The model for such a declaration was, of course, the ultimate Henry VIII clause in the Statute in Restraint of Appeals 1532, which asserts that,

“this realm of England is an empire”.

It did not surprise me when I checked the date of that statute on Wikipedia to find an accompanying side reference to Sir John Redwood calling for the full restoration of our imperial sovereignty by excluding any appeals to any continental court. This clause is about the myths of English identity and history far more than about current practice.

The foreign appeals which the 1532 Act were restraining were to the Pope in Rome, rather than to any political institution. It has often struck me as odd and eccentric that several of the most ardent English nationalists and Brexiteers are right-wing Catholics, some of them converts, who regard the current Pope critically as tending towards a dangerous liberalism rather than the dogmatic orthodoxy that they prefer. They have nevertheless embraced an English doctrine which is rooted in our Protestant Reformation and its rejection of the universalism of the Catholic Church.

Since the 16th century, the doctrine of sovereignty has evolved a great deal and been the subject of a great deal of scholarship, some of which I had to teach when a university teacher. As Dutch, Danish, English and other lawyers have argued, national sovereignty is embedded in a framework of international law, which is necessary to enable trade and peaceful interchange among nation states. Under our system of parliamentary sovereignty, trade agreements and treaties have to be transposed into domestic law, but Parliament accepts that it cannot renegotiate what the Government have agreed and that international treaties therefore limit absolute parliamentary sovereignty. That is why it is inconsistent with any coherent doctrine of parliamentary sovereignty for a Government to neglect to carry Parliament with them as they negotiate major treaties which have significant implications for domestic law and domestic economic life.

International law and domestic law—as the Minister who is to answer knows extremely well—are closely intertwined. This Conservative Government, like their predecessors, stress the depth of their commitment to the legal, institutionalised international order. As the ideologues on the Conservative Benches rejected the constraints of European Union law, they will still be hemmed in by wider international commitments on human rights, standards, aviation safety, environmental law, shipping, data exchange and a great deal more.

Purists within the United States have gone further than English nationalists and argued that the perfection of the American constitution and the democracy it encapsulates must override the constraints of international law and treaties. Justice Antonin Scalia, appointed by President Reagan to the US Supreme Court, explicitly argued this exceptionalist view that international law could in no way override American law but, so far as I know, no right-wing English lawyer has gone quite so far yet.

The cry of the Vote Leave campaign was to re-establish parliamentary sovereignty by leaving the EU. Now that we are leaving, we hear a different tune, calling on Parliament to accept that it should not examine the process of government too closely.
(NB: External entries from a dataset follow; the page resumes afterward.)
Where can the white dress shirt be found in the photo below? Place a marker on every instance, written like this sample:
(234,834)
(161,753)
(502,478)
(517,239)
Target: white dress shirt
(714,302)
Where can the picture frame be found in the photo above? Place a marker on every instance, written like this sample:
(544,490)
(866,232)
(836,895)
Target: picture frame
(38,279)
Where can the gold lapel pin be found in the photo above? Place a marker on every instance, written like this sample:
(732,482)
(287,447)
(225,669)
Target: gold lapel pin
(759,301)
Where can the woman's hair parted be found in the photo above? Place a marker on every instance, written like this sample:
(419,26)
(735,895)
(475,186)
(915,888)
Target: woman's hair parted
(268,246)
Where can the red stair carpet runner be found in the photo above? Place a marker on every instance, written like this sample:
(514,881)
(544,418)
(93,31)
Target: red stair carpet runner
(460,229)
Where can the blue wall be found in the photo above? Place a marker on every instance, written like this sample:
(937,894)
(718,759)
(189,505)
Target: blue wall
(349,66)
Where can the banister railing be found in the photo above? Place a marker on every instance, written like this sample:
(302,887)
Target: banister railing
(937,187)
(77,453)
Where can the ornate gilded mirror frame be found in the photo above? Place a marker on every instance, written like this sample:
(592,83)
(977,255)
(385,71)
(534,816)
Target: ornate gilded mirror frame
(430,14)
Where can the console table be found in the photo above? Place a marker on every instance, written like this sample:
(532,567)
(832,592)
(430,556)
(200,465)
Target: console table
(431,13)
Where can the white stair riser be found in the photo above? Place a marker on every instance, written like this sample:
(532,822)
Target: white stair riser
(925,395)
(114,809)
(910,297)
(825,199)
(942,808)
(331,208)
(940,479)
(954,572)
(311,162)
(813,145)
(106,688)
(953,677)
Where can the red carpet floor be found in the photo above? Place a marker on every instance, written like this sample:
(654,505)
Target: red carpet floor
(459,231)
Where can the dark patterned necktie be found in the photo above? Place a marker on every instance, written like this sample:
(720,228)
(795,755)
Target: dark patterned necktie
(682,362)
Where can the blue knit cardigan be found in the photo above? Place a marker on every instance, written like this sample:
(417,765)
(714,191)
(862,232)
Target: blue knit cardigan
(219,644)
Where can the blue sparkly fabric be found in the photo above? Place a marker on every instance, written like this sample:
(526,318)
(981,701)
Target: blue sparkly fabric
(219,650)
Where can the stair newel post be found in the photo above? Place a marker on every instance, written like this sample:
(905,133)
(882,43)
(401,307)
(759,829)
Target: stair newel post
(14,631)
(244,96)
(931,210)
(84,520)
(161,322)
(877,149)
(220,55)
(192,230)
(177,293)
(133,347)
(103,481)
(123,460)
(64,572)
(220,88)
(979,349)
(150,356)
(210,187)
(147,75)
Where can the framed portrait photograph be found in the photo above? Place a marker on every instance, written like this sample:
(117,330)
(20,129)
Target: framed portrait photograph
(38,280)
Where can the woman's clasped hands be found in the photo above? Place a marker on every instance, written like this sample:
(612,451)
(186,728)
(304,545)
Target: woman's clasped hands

I listened this morning to the noble Lord, Lord Bethell, no doubt reading from his brief when he said that it is vital that we restore the traditional relationship between government and Parliament. I understand that to mean: that Parliament should accept that majority government has now returned; that it should accept what the Government propose without significant amendment, particularly in the second Chamber; and that the key principle of Britain’s unwritten constitution is that the Queen’s government must be carried on without let or hindrance. That is not easily compatible with parliamentary sovereignty.

This clause therefore declares a half-truth. The relationship between Parliament and government in reality remains contested. The noble and learned Lord, Lord Woolf, spoke yesterday of the importance of maintaining the separation of powers between Executive, Parliament and judiciary, but there is nothing here to suggest that the judiciary can in any way be a counterbalance to government. If I correctly understood what the Prime Minister implied in Prime Minister’s Questions yesterday, he thinks it improper for judges to play such a role.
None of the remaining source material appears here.